1: lo: <LOOPBACK,UP,LOWER_UP> mtu 65536 qdisc noqueue state UNKNOWN group default qlen 1000
link/loopback 00:00:00:00:00:00 brd 00:00:00:00:00:00
inet 127.0.0.1/8 scope host lo
valid_lft forever preferred_lft forever
inet6 ::1/128 scope host
valid_lft forever preferred_lft forever
2: oob_net0: <BROADCAST,MULTICAST> mtu 1500 qdisc noop state DOWN group default qlen 1000
link/ether 00:1a:ca:ff:ff:03 brd ff:ff:ff:ff:ff:ff
altname enamlnxbf17i0
3: tmfifo_net0: <BROADCAST,MULTICAST,UP,LOWER_UP> mtu 1500 qdisc fq_codel state UP group default qlen 1000
link/ether 00:1a:ca:ff:ff:03 brd ff:ff:ff:ff:ff:ff
inet 192.168.100.2/24 brd 192.168.100.255 scope global tmfifo_net0
valid_lft forever preferred_lft forever
inet6 fe80::21a:caff:feff:ff03/64 scope link
valid_lft forever preferred_lft forever
4: p0: <BROADCAST,MULTICAST,UP,LOWER_UP> mtu 1500 qdisc mq state UP group default qlen 1000
link/ether 0c:42:a1:a4:8a:50 brd ff:ff:ff:ff:ff:ff
altname enp3s0f0np0
inet6 fe80::e42:a1ff:fea4:8a50/64 scope link
valid_lft forever preferred_lft forever
5: p1: <BROADCAST,MULTICAST,UP,LOWER_UP> mtu 1500 qdisc mq state UP group default qlen 1000
link/ether 0c:42:a1:a4:8a:51 brd ff:ff:ff:ff:ff:ff
altname enp3s0f1np1
inet6 fe80::e42:a1ff:fea4:8a51/64 scope link
valid_lft forever preferred_lft forever
更新Bluefield固件
在DPU内执行下述命令,更新DPU固件。(如果是OEM的DPU卡,可能此环节会失败)

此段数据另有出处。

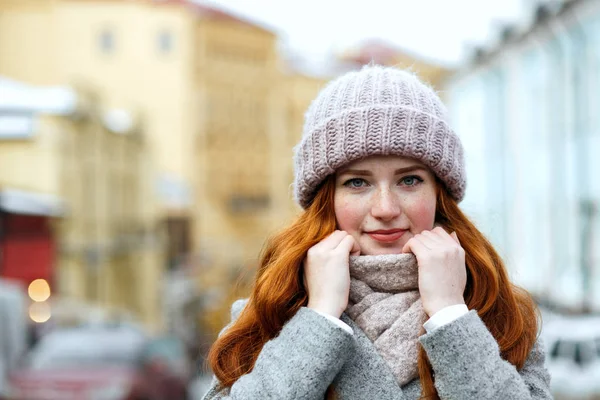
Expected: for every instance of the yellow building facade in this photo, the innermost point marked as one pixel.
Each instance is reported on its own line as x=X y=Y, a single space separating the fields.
x=95 y=168
x=220 y=114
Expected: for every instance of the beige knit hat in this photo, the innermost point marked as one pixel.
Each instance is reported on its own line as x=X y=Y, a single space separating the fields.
x=376 y=111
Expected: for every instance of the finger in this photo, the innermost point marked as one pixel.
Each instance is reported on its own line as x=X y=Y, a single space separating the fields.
x=333 y=240
x=355 y=249
x=433 y=236
x=443 y=235
x=455 y=237
x=348 y=245
x=415 y=246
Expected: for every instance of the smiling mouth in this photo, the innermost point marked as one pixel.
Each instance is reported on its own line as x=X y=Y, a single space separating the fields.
x=387 y=236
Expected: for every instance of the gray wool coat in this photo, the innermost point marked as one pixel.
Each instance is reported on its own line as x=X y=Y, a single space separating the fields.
x=312 y=353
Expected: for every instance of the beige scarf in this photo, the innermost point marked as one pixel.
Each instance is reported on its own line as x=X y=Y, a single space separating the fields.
x=385 y=303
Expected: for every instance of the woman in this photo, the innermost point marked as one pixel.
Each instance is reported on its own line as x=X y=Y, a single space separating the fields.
x=382 y=289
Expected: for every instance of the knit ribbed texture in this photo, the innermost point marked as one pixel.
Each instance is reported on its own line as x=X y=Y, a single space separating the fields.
x=376 y=111
x=385 y=303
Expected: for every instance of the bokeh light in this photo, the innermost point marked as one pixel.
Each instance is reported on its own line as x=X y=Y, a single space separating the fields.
x=39 y=290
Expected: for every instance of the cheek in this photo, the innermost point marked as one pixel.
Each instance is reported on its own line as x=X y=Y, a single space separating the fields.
x=348 y=214
x=421 y=213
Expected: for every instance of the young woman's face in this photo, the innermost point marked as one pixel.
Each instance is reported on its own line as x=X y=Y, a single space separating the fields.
x=383 y=201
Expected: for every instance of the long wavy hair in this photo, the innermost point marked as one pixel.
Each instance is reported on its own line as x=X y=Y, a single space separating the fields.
x=508 y=311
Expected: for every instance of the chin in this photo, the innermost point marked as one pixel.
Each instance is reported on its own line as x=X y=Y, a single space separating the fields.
x=377 y=251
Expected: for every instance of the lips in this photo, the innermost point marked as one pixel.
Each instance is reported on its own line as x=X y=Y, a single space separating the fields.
x=387 y=235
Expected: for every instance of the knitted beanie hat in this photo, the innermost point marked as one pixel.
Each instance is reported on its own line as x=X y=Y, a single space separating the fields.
x=376 y=111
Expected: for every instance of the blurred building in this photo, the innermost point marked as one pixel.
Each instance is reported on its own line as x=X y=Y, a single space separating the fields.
x=526 y=107
x=220 y=108
x=74 y=204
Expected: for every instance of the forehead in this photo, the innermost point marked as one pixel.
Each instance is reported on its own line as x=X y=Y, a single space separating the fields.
x=378 y=162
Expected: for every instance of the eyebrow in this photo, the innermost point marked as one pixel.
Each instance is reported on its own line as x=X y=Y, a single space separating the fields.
x=399 y=171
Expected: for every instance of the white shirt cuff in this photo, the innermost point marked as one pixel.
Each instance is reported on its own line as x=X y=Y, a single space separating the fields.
x=445 y=316
x=336 y=321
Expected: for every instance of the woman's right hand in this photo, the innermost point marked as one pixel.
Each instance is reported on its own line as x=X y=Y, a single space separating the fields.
x=327 y=273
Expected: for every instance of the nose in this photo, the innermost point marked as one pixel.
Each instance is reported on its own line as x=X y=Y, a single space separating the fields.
x=386 y=205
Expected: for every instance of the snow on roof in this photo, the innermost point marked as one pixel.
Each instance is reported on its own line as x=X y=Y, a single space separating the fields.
x=19 y=97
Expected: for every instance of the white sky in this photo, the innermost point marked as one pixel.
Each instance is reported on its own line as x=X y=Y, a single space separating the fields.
x=438 y=29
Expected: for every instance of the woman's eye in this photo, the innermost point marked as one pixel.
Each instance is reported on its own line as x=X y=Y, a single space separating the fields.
x=355 y=183
x=411 y=180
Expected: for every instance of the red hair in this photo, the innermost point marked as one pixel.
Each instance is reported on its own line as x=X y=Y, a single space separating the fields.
x=509 y=312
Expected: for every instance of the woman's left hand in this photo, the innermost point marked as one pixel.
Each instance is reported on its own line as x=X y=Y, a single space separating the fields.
x=442 y=270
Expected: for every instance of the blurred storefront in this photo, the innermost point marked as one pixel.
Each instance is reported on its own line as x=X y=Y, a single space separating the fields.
x=72 y=205
x=211 y=106
x=526 y=107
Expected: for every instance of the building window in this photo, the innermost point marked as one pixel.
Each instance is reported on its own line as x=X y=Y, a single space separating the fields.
x=107 y=41
x=165 y=41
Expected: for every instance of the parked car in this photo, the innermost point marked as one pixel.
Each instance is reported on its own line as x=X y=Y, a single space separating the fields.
x=573 y=356
x=97 y=363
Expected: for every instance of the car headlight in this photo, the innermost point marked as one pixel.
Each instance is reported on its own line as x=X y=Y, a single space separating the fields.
x=111 y=391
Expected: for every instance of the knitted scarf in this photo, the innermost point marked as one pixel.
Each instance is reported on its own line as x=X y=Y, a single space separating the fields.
x=385 y=303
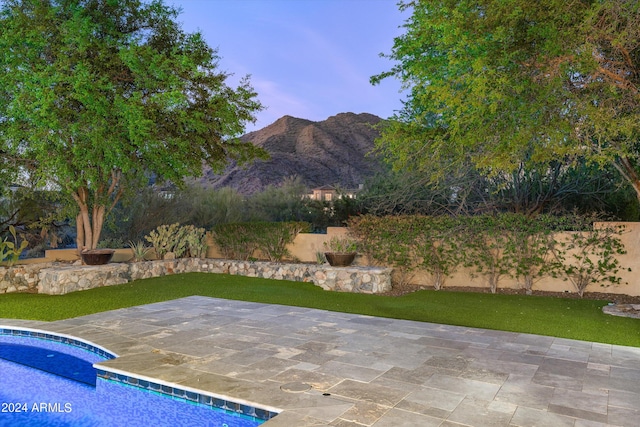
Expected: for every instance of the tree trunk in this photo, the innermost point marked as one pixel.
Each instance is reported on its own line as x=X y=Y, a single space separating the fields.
x=89 y=227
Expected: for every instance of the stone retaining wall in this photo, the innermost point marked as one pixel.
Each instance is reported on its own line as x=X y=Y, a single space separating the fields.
x=62 y=279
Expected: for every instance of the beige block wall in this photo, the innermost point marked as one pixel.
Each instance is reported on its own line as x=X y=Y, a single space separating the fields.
x=305 y=247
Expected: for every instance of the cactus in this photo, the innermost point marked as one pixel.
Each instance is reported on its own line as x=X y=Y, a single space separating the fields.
x=181 y=241
x=9 y=250
x=163 y=239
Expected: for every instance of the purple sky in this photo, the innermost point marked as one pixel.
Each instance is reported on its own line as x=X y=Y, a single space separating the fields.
x=307 y=58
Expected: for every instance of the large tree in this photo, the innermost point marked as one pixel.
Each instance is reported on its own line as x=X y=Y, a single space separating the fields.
x=511 y=84
x=97 y=94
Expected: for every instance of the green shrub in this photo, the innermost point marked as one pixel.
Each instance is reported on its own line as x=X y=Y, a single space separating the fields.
x=242 y=240
x=493 y=246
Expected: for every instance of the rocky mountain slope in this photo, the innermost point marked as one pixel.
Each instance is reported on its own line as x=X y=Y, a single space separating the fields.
x=330 y=152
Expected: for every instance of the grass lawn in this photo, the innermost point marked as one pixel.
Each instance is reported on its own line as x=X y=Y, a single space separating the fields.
x=567 y=318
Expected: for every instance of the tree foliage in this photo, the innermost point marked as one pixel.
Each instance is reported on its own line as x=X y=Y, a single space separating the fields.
x=97 y=94
x=507 y=84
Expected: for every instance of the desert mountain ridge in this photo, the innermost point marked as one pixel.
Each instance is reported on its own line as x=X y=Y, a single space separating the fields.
x=329 y=152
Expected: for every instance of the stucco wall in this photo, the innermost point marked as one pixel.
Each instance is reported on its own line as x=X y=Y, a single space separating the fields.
x=305 y=247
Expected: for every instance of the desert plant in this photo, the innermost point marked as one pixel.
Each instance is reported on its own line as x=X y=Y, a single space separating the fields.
x=195 y=241
x=387 y=241
x=11 y=251
x=341 y=245
x=139 y=250
x=164 y=239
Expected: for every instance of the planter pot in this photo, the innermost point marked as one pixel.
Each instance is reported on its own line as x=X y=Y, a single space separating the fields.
x=337 y=259
x=97 y=256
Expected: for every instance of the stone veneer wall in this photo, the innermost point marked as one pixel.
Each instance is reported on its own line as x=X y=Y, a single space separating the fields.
x=61 y=279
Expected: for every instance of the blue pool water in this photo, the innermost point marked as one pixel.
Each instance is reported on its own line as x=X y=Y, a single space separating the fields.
x=45 y=383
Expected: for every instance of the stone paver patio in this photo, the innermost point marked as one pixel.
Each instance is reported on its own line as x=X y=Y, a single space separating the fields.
x=366 y=371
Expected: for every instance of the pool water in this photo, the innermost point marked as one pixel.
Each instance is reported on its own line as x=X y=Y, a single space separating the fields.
x=63 y=393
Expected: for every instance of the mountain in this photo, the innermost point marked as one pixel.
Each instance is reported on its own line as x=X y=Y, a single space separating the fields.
x=330 y=152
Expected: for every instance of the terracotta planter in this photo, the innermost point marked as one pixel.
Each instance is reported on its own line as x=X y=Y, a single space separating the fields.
x=338 y=259
x=97 y=256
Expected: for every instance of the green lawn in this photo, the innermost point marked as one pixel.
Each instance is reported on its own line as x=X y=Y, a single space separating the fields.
x=568 y=318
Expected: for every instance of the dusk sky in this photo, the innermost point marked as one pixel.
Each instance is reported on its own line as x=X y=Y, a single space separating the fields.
x=307 y=58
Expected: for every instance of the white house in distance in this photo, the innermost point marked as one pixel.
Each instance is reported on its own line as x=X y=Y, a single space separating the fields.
x=329 y=193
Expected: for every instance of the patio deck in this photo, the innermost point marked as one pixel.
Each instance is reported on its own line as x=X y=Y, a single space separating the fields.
x=376 y=371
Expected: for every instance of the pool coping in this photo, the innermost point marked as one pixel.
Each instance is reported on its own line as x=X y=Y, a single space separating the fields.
x=147 y=383
x=365 y=370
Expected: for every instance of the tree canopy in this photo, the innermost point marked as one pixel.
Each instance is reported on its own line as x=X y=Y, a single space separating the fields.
x=96 y=95
x=506 y=84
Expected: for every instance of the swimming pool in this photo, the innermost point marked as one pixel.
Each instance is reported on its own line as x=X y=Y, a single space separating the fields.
x=47 y=384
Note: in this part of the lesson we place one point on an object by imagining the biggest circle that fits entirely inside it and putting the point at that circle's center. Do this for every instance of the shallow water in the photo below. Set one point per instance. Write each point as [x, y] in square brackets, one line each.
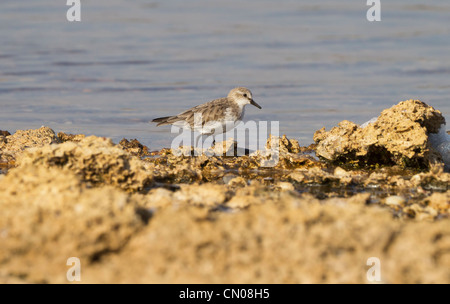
[308, 64]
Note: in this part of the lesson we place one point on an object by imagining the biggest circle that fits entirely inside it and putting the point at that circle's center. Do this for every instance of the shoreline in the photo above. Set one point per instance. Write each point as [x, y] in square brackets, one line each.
[135, 215]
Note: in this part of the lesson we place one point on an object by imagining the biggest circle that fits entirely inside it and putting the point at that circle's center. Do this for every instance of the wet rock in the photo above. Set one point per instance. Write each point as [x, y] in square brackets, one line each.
[293, 240]
[202, 195]
[398, 136]
[63, 137]
[395, 200]
[134, 147]
[11, 146]
[96, 160]
[49, 215]
[4, 133]
[285, 145]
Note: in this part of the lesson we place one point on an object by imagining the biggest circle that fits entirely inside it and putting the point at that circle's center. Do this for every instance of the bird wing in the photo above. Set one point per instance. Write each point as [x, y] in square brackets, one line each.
[210, 111]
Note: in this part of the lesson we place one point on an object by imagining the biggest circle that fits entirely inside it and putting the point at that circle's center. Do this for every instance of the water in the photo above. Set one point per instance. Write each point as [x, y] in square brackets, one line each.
[309, 64]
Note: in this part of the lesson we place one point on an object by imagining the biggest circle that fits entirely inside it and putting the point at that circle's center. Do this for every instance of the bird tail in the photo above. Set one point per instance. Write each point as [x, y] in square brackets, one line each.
[162, 120]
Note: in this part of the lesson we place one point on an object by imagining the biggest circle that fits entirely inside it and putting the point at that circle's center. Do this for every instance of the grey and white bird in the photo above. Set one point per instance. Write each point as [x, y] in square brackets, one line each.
[214, 117]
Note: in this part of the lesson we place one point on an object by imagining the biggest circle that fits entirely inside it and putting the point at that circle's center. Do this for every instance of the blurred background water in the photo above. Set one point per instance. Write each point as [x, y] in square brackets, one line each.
[309, 63]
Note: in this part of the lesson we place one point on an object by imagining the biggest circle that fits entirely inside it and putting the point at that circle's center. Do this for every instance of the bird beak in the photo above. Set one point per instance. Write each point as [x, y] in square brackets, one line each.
[255, 104]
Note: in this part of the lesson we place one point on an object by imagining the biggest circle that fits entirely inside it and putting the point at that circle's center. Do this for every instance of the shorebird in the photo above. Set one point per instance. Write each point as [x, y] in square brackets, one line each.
[214, 117]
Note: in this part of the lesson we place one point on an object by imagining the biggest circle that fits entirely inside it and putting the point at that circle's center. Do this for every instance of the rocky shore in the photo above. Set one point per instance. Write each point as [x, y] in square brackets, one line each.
[131, 214]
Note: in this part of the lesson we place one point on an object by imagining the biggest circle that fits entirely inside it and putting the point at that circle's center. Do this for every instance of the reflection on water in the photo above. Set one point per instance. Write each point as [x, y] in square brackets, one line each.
[308, 65]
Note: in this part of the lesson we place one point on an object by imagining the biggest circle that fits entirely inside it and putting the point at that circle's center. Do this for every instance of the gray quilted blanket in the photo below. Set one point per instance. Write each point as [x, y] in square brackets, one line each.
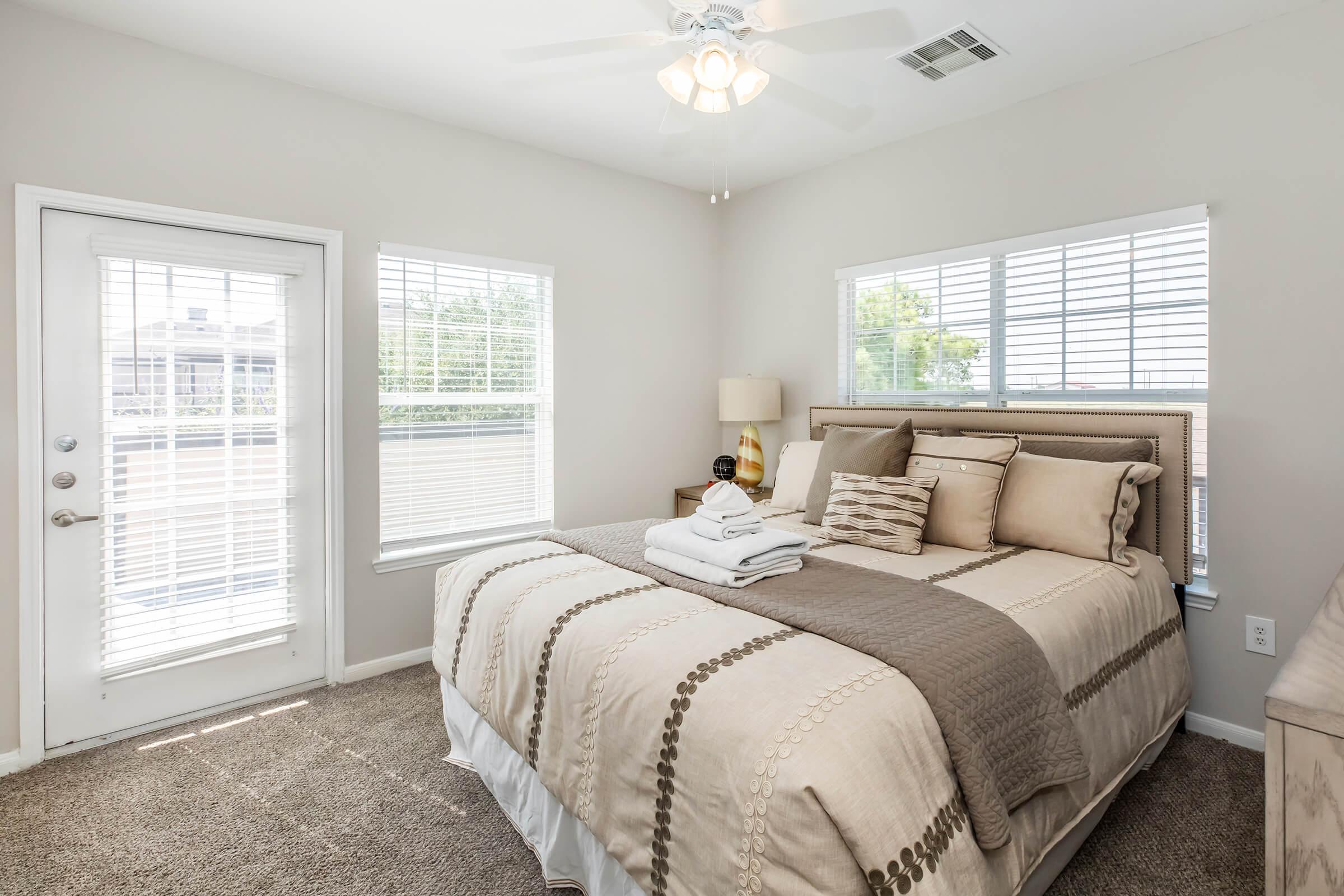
[987, 682]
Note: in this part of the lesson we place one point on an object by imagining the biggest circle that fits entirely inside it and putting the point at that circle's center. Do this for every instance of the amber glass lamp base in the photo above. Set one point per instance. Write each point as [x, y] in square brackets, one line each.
[750, 461]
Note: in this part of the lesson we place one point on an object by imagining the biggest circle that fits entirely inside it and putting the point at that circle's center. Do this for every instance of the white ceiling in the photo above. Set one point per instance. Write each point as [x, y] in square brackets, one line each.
[449, 61]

# sudo /opt/mellanox/mlnx-fw-updater/mlnx_fw_updater.pl --force-fw-update
通过下述任意一种方式使更新生效。
1.Host和DPU上执行
# sudo mst start
2.DPU上执行
# sudo mlxfwreset -d /dev/mst/mt41686_pciconf0 --sync 1 -y reset
如果此步骤失败,则使用步骤3
3.重启Host
至此DOCA的安装过程结束。
修改Bluefield工作模式
如果出现SSH进DPU内部发现没有 hpf、sf后缀的设备,也没有出现ovsbr前缀的网桥,说明该DPU的工作模式不正确。此时需要根据本节内容修改Bluefield工作模式。
检查工作模式
检查DPU工作模式,如果Current为SEPARATED_HOST,说明DPU工作在NIC模式下,请将其修改为DPU模式。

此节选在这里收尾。